Writer: Jonathan Hickman
Art: Mike Huddleston
I don’t know what’s going on in this first issue, but that doesn’t keep me from loving it. Decorum is a unique mix of exposition via biotech adds and graphic narratives similar to your normal comic book. However, there’s just a lot going on in this issue that sets it apart from other comics on the market.
The story is disjointed. It flits about, first with exposition–an info dump that explains the basic premise then shifts to a narrative in which indigenous peoples are being conquered by strange aliens. Motives are unclear, as is the world that these factions operate in. The majority of the story focuses on a courier. A woman tasked with taking packages to and from places. It’s a strange construct in a piece that is as much science fiction as it is fantastical since there would be drones to make those necessary deliveries. But overlook this plothole and the issue has everything you could want. Suspense, intriguing characters, and an immersive world.
Read my full review on Sequential Planet.
Bitter Root #6
Writers: David F. Walker & Chuck Brown
Artist: Sanford Greene
It’s been some time since readers had the pleasure of catching up with the Sangeryes family. The first, and wildly popular, arc ended with on a knife-edge with little light on the horizon for this demon/racist hunting family. With the start of the second arc, the monstrous animals bred from racism threaten, not just Harlem, but the entire world.
As a rule, nobody can fight hatred on their own. Everyone needs help, and that’s what the Sangeryes look for in other families who have a long history of demon/racist hunting. However, the news they bring, the cause for alarm, isn’t necessarily welcomed by other factions. In fact, some go so far as to blame the Sangeryes for the problem in the first place; it’s a severe case of victim-blaming. As is only fitting and truthful in terms of historical context, the accuser of the Sangeryes is a white man–it’s like white people blaming black people for racism.
Read my full review on Sequentialplanet.com
Captain Rigg and the crew of The Charon return in the latest issue of Outer Darkness. While the run has stalled out the last few issues, this newest installment breathes new life into a unique world. It’s wonderful when you stick with a comic, and it rewards you with an unforeseen twist.

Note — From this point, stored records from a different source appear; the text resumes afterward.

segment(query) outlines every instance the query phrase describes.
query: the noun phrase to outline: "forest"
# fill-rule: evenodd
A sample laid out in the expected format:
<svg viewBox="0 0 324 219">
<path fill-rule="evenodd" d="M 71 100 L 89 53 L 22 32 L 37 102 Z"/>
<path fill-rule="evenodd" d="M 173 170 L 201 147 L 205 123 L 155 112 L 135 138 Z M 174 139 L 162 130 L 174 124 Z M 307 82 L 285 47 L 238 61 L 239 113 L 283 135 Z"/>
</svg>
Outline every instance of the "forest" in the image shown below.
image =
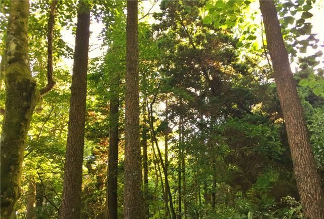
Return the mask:
<svg viewBox="0 0 324 219">
<path fill-rule="evenodd" d="M 0 217 L 324 218 L 323 7 L 1 0 Z"/>
</svg>

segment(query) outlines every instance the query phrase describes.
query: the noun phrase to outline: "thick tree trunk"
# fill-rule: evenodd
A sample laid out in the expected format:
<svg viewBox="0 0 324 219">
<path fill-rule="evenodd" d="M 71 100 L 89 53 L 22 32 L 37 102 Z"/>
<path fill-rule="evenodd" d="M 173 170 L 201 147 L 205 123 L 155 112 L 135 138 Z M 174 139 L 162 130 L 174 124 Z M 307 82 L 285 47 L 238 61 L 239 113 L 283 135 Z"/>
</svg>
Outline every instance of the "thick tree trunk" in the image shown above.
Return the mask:
<svg viewBox="0 0 324 219">
<path fill-rule="evenodd" d="M 39 93 L 29 68 L 28 1 L 12 1 L 6 43 L 6 111 L 1 134 L 1 218 L 14 217 L 27 134 Z"/>
<path fill-rule="evenodd" d="M 141 190 L 137 1 L 127 1 L 124 218 L 145 217 Z"/>
<path fill-rule="evenodd" d="M 34 219 L 36 212 L 36 182 L 31 179 L 28 185 L 27 205 L 26 206 L 26 218 Z"/>
<path fill-rule="evenodd" d="M 117 219 L 117 181 L 118 108 L 119 77 L 115 76 L 110 87 L 110 106 L 109 110 L 109 149 L 108 179 L 107 186 L 107 218 Z"/>
<path fill-rule="evenodd" d="M 80 216 L 90 24 L 89 6 L 86 2 L 80 1 L 71 87 L 62 219 L 78 219 Z"/>
<path fill-rule="evenodd" d="M 260 1 L 260 5 L 303 211 L 310 219 L 323 218 L 323 200 L 320 181 L 274 2 Z"/>
</svg>

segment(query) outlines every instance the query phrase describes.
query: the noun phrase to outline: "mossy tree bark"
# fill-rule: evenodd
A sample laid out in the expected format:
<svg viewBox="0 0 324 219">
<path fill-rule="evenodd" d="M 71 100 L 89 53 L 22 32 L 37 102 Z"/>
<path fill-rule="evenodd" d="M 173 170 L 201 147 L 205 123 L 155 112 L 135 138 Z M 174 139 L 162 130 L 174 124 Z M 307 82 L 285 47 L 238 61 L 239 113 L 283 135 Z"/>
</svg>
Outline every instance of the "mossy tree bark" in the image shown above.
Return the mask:
<svg viewBox="0 0 324 219">
<path fill-rule="evenodd" d="M 49 20 L 48 76 L 53 80 L 52 47 L 53 29 L 57 1 L 52 1 Z M 20 175 L 27 134 L 35 106 L 40 96 L 29 67 L 28 48 L 28 1 L 12 1 L 1 70 L 5 71 L 6 99 L 0 145 L 1 148 L 1 218 L 14 217 L 14 207 L 19 197 Z M 48 72 L 51 71 L 51 72 Z"/>
<path fill-rule="evenodd" d="M 62 219 L 77 219 L 80 217 L 90 24 L 90 6 L 86 2 L 80 1 L 77 13 L 60 214 Z"/>
<path fill-rule="evenodd" d="M 119 104 L 119 84 L 118 74 L 113 76 L 112 85 L 110 86 L 110 105 L 109 109 L 109 147 L 108 179 L 107 186 L 107 218 L 117 219 L 117 181 L 118 174 L 118 108 Z"/>
<path fill-rule="evenodd" d="M 141 190 L 139 145 L 139 86 L 138 45 L 138 2 L 127 1 L 126 26 L 126 93 L 124 217 L 145 218 Z"/>
<path fill-rule="evenodd" d="M 310 219 L 322 218 L 324 200 L 320 180 L 274 2 L 260 0 L 260 5 L 303 211 Z"/>
<path fill-rule="evenodd" d="M 1 218 L 14 217 L 27 134 L 39 99 L 29 67 L 28 1 L 12 1 L 6 43 L 6 111 L 1 136 Z"/>
</svg>

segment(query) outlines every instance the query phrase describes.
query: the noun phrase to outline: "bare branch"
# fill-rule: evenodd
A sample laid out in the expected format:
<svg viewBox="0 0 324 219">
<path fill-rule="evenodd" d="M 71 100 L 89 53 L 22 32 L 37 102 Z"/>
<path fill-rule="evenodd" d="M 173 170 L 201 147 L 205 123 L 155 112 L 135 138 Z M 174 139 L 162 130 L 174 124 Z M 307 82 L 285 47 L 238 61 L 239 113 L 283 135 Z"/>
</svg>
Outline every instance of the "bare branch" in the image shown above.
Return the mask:
<svg viewBox="0 0 324 219">
<path fill-rule="evenodd" d="M 54 18 L 57 2 L 57 0 L 53 0 L 51 5 L 47 33 L 47 85 L 39 91 L 42 97 L 50 92 L 55 85 L 55 81 L 53 78 L 53 32 L 55 23 Z"/>
</svg>

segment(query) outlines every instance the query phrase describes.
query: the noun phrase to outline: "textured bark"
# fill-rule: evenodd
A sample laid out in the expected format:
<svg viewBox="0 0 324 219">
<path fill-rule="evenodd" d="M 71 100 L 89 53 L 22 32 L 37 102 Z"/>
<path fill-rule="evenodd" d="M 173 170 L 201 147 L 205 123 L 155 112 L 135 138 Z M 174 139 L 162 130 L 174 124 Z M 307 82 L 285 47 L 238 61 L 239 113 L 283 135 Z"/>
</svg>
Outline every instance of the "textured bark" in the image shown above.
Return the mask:
<svg viewBox="0 0 324 219">
<path fill-rule="evenodd" d="M 141 190 L 137 10 L 137 1 L 127 1 L 124 203 L 125 219 L 145 217 Z"/>
<path fill-rule="evenodd" d="M 77 219 L 80 216 L 90 24 L 89 6 L 85 2 L 80 1 L 70 98 L 62 219 Z"/>
<path fill-rule="evenodd" d="M 323 200 L 320 178 L 274 2 L 260 1 L 260 5 L 303 211 L 310 219 L 323 218 Z"/>
<path fill-rule="evenodd" d="M 147 100 L 146 99 L 146 103 L 147 103 Z M 165 165 L 164 162 L 163 161 L 163 157 L 162 157 L 162 154 L 161 153 L 161 151 L 158 147 L 158 143 L 157 142 L 157 139 L 156 139 L 156 135 L 155 134 L 155 132 L 154 130 L 154 127 L 153 126 L 153 110 L 152 108 L 152 103 L 151 104 L 151 107 L 147 106 L 147 111 L 148 113 L 148 121 L 150 125 L 150 131 L 151 132 L 151 136 L 152 137 L 152 145 L 154 147 L 153 143 L 155 143 L 155 145 L 156 146 L 156 150 L 157 150 L 157 154 L 158 155 L 158 159 L 159 159 L 160 162 L 161 163 L 161 166 L 162 167 L 162 169 L 163 170 L 163 172 L 165 174 L 167 172 L 166 169 L 166 166 Z M 154 150 L 154 148 L 153 148 Z M 177 216 L 176 215 L 175 211 L 174 210 L 174 207 L 173 206 L 173 202 L 172 199 L 172 194 L 171 194 L 171 191 L 170 190 L 170 185 L 169 184 L 169 179 L 168 177 L 165 178 L 165 179 L 167 179 L 165 181 L 166 184 L 166 189 L 167 189 L 167 191 L 168 192 L 168 197 L 169 197 L 169 203 L 170 205 L 170 210 L 171 211 L 171 215 L 172 218 L 173 219 L 176 219 L 177 218 Z"/>
<path fill-rule="evenodd" d="M 119 77 L 114 76 L 110 87 L 110 106 L 109 110 L 109 149 L 107 186 L 107 218 L 117 219 L 117 181 L 118 175 L 118 108 Z"/>
<path fill-rule="evenodd" d="M 28 185 L 27 205 L 26 206 L 26 218 L 34 219 L 36 212 L 36 182 L 31 179 Z"/>
<path fill-rule="evenodd" d="M 166 173 L 165 173 L 165 181 L 167 181 L 168 180 L 168 167 L 169 167 L 169 160 L 168 159 L 168 154 L 169 153 L 168 150 L 168 114 L 169 114 L 169 108 L 168 106 L 168 97 L 166 99 L 166 123 L 167 124 L 167 127 L 166 128 L 166 130 L 165 130 L 165 144 L 164 144 L 164 162 L 166 164 Z M 167 188 L 167 186 L 166 185 L 166 188 L 165 189 L 165 197 L 166 197 L 166 216 L 167 216 L 168 214 L 168 190 Z M 170 212 L 169 212 L 170 213 Z M 169 213 L 170 215 L 170 213 Z"/>
<path fill-rule="evenodd" d="M 39 98 L 29 68 L 28 1 L 12 1 L 6 43 L 6 111 L 1 142 L 1 218 L 14 217 L 19 197 L 24 152 L 33 111 Z"/>
<path fill-rule="evenodd" d="M 180 100 L 181 101 L 181 100 Z M 181 103 L 180 103 L 181 104 Z M 181 219 L 182 210 L 181 210 L 181 201 L 182 195 L 181 194 L 181 161 L 182 161 L 182 150 L 181 150 L 181 144 L 182 142 L 182 114 L 180 114 L 180 118 L 179 120 L 179 155 L 178 157 L 178 215 L 177 216 L 177 219 Z"/>
<path fill-rule="evenodd" d="M 149 218 L 149 209 L 148 206 L 148 168 L 147 165 L 147 128 L 145 125 L 147 122 L 144 118 L 144 125 L 142 133 L 142 146 L 143 147 L 143 172 L 144 190 L 144 207 L 145 211 L 145 218 Z"/>
</svg>

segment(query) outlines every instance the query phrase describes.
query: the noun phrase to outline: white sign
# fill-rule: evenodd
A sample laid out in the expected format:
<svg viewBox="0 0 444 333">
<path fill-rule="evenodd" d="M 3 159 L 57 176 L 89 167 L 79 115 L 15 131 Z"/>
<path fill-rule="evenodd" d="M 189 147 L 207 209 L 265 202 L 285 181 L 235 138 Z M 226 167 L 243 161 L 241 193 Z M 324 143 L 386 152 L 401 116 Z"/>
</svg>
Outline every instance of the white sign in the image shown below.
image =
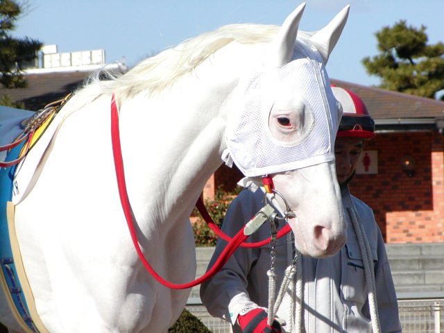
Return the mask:
<svg viewBox="0 0 444 333">
<path fill-rule="evenodd" d="M 356 166 L 358 175 L 377 173 L 377 151 L 363 151 Z"/>
</svg>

In a story that lends itself so well to the episodic nature of comics, it’s a piece of irony when that aspect of the comic is the very thing that makes the run feel stale. The premise of Out Darkness is sound. It’s about a ragtag collection of hardened soldiers, wizards, and warriors, scouring the cosmos for lost souls. It easy then, for self-contained issues–beginning, middle, and end. Within this structure, the larger narrative sense is lost. Until now. For the first time in the series, Captain Rigg faces the true consequences of his actions. He knows he’s on the chopping block, but he won’t go down quietly. This issue gives readers a look at just how far Captain Rigg will go to get what he wants. It takes the series in a bold, new direction.